This is a twilight view of Dong Ha, a city of about 80,000 which is the capital of Quang Tri province. The bridge is part of Highway 1, the main north-south highway in Vietnam. Lots of big trucks on that highway.
A scene from the Dong Ha market, a big and busy place. The avocados are tastier and much cheaper than in Hanoi.
This is the bridge (or a replica?) that crossed the 17th parallel, the border between North and South Vietnam. The southern side is painted yellow, the northern side is blue, which is how it was during the war. Five kilometers on either side of the border was the Demilitarized Zone, or DMZ. A bad choice of a name, since fighting went on there throughout the war.

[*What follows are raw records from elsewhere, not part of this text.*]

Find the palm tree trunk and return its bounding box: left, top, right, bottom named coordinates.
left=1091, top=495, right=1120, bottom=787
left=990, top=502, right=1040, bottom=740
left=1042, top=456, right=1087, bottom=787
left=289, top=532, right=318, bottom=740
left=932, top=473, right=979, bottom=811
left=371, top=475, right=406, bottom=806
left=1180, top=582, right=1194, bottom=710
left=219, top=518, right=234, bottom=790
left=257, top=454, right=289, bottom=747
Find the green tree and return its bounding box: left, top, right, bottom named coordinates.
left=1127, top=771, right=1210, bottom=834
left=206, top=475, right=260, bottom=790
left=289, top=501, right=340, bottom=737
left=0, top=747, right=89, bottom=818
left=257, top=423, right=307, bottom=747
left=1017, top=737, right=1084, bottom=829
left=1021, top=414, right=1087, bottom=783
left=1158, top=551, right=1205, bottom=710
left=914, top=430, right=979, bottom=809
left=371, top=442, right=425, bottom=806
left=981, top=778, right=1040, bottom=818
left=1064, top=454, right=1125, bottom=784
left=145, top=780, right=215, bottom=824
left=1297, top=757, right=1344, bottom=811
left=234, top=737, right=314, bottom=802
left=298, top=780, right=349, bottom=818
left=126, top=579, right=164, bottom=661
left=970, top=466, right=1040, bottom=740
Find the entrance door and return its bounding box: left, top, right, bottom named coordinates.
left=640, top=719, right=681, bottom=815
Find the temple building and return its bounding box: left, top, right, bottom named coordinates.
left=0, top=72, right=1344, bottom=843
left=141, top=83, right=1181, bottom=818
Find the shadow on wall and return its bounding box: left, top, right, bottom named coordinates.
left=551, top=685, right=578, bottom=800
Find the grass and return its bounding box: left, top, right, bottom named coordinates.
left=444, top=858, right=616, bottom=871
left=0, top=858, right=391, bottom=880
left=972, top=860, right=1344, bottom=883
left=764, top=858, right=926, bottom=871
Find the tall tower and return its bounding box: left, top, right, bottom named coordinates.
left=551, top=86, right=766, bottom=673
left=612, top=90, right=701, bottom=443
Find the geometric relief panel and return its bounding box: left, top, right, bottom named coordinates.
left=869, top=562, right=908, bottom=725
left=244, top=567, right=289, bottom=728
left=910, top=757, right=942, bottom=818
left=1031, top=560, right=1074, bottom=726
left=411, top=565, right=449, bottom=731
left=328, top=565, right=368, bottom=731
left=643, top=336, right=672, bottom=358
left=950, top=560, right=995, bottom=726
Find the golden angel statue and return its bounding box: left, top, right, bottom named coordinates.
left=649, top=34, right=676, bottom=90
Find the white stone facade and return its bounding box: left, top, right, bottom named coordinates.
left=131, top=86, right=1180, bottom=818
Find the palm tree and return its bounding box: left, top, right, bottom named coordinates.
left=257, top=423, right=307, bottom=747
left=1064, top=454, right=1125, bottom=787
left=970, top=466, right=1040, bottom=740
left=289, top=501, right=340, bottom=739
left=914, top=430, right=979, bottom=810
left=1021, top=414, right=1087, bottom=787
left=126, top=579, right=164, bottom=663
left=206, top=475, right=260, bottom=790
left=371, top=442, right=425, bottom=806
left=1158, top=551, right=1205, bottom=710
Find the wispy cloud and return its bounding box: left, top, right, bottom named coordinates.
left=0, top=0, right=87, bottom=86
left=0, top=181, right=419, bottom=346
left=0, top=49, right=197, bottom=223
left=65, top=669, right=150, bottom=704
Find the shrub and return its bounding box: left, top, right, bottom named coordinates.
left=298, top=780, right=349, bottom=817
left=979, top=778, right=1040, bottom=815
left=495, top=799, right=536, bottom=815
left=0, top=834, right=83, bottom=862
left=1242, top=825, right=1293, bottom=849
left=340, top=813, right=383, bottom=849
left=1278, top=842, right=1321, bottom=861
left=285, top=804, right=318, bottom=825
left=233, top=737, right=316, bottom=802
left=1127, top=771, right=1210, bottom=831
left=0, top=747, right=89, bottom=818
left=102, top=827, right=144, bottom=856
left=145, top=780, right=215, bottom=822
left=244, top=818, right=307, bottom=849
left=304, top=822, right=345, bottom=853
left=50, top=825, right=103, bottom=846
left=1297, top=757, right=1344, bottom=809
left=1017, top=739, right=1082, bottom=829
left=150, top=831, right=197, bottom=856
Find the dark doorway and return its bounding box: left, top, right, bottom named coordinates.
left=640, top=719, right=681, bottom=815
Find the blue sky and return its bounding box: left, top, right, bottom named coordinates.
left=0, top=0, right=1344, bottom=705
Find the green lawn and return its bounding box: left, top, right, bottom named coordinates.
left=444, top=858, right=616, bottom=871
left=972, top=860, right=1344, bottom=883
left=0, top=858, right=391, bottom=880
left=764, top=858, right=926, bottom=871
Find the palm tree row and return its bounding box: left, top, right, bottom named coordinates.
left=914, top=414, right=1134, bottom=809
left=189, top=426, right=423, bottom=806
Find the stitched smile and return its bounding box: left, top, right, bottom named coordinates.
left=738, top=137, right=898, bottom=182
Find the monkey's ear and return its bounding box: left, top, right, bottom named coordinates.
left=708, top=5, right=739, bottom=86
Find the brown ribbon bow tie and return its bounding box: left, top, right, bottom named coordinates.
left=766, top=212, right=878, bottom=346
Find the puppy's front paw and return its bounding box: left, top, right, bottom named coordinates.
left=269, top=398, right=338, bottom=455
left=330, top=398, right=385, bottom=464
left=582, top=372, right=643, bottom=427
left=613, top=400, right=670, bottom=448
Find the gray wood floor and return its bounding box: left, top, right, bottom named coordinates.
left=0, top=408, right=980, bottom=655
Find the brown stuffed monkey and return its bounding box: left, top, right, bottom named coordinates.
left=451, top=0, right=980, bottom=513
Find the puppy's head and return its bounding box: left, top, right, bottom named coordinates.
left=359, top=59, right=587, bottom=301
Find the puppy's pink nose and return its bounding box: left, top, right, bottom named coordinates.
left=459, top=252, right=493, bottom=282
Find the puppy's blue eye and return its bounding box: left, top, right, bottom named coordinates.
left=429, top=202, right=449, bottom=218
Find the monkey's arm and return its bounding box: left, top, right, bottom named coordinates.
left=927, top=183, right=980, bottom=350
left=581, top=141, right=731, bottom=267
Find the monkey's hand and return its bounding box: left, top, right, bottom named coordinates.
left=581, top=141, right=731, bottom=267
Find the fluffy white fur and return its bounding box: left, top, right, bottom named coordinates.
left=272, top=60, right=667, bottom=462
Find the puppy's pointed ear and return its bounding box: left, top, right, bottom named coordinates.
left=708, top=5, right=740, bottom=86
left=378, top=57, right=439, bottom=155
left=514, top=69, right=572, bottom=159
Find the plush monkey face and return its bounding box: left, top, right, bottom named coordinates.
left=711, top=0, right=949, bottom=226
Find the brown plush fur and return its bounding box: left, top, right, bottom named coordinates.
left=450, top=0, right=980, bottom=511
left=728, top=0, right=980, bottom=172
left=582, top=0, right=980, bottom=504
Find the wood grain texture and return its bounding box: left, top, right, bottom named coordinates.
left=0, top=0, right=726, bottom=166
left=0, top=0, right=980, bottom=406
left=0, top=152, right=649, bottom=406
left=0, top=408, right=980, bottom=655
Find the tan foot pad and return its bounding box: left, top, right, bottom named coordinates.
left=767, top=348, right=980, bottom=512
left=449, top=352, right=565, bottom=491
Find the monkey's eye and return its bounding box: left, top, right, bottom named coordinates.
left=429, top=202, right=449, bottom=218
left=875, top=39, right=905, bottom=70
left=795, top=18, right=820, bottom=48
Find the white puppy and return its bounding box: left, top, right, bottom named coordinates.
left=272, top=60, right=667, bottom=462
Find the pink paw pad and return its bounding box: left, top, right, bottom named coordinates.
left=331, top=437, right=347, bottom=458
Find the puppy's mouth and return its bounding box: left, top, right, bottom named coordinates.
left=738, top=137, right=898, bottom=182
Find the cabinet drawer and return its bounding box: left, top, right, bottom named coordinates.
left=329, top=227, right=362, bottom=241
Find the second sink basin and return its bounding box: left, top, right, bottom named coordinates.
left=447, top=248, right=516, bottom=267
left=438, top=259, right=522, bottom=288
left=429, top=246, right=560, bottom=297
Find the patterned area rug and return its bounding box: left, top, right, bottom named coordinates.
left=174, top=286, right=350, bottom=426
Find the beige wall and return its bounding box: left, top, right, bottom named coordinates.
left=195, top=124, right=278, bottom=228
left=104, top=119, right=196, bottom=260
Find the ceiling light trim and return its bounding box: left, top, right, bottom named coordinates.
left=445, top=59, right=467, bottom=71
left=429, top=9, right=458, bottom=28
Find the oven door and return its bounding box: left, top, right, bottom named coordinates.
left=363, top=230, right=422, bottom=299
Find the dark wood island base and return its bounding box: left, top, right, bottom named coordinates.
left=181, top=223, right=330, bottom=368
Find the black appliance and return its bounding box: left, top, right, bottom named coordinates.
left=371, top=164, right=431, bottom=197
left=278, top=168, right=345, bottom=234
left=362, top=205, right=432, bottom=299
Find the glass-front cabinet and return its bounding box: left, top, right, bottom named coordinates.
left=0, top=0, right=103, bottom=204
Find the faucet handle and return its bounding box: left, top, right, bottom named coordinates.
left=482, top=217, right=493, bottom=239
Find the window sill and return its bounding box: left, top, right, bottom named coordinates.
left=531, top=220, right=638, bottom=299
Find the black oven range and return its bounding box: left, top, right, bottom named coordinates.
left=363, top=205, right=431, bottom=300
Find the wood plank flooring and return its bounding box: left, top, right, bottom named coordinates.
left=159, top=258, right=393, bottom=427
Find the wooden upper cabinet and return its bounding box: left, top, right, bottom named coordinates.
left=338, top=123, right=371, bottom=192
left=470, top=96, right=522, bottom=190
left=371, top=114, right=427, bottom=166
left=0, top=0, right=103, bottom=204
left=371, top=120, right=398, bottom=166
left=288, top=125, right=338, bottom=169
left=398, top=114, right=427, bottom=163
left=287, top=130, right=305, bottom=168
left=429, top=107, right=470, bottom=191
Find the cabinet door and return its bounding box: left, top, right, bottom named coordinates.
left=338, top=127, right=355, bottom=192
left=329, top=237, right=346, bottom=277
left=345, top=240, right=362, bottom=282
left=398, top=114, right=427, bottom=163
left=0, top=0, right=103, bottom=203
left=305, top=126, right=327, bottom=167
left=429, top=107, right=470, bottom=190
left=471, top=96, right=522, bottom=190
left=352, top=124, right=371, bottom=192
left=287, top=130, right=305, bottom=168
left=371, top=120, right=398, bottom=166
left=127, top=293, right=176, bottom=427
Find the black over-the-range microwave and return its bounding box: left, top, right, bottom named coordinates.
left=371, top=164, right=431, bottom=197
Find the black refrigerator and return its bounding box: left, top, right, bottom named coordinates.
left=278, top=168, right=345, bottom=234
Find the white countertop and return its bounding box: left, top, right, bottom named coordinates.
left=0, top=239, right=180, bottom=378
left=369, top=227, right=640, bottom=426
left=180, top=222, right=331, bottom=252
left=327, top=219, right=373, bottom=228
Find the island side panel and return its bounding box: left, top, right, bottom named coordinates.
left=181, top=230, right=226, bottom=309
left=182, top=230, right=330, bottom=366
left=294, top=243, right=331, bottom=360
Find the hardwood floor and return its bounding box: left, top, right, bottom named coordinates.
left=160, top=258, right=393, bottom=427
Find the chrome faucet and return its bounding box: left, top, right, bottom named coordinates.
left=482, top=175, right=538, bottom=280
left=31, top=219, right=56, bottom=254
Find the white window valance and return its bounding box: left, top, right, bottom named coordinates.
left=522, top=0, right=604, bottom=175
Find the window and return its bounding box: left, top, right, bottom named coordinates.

The city of Quang Tri is 16 kilometers south of Dong Ha. In 1972 there was an 81-day battle to retake the city from the North Vietnamese army, which had captured it earlier in the year. The city was devastated and the citadel at the heart of the city totally destroyed. According to the information in the citadel museum, the US bombing of Quang Tri was equal to 7 Hiroshima bombs. The figure given was 328,000 tons of bombs—and Quang Tri is a small city (current population 23,000). The photo shows the destruction of the city.
A photo from inside the citadel today. The walls have been rebuilt; inside it’s mostly a park, with a few structures, like this one memorializing the dead.